Singapore confirmed Wednesday it was holding four alleged members of a global football match-fixing syndicate under a law allowing indefinite detention, while it builds a case against them.

The announcement comes a fortnight after Singaporean authorities rounded up 14 people in their biggest crackdown yet on international match-fixing.

Nine of them have been released on bail.

A government statement said four others are being held under the Criminal Law (Temporary Provisions) Act (CLTPA), which is typically used against gangsters.

Their names were not disclosed but a source told AFP that Singaporean businessman Dan Tan, the suspected syndicate leader, is one of them.

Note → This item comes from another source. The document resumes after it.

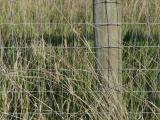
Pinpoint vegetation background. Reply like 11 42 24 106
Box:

The statement said a fifth person has been issued with a police supervision order under the law, curtailing the suspect's movements.

A special committeee will be convened within the next 28 days to assess the merits of the detention orders, and the four will be allowed to make legal representations. The fifth suspect will also appear before it.

The committee will then submit a report to President Tony Tan, who will give the final assent to the detention and police supervision orders.

The CLTPA allows authorities to hold suspects indefinitely, with yearly reviews.

An average of 37 detention orders and eight supervision orders were issued each year from 2009 to 2012, according to the Ministry of Home Affairs.

Experts say gangs in Singapore have cultivated links with foreign criminals to fix games in different countries, for the purpose of illegal gambling.

Interpol chief Ronald Noble has said the industry has revenues of billions of dollars a year.

After the arrests in Singapore, Noble said the gang was the world's "largest and most aggressive match-fixing syndicate, with tentacles reaching every continent".

Noble, who had previously called for the arrest of Dan Tan, whose full name is Tan Seet Eng, added that "the mastermind was someone many believed was untouchable".

Singapore's links with match-fixing have been in the spotlight since the arrest and jailing of Singapore's Wilson Raj Perumal for match-fixing in Finland.

Perumal, who claims to be a former associate of Tan's, is now reportedly under police protection in Hungary.

However, reports have named him as a suspect in a multi-million-dollar fixing ring revealed this month in Australia's state league.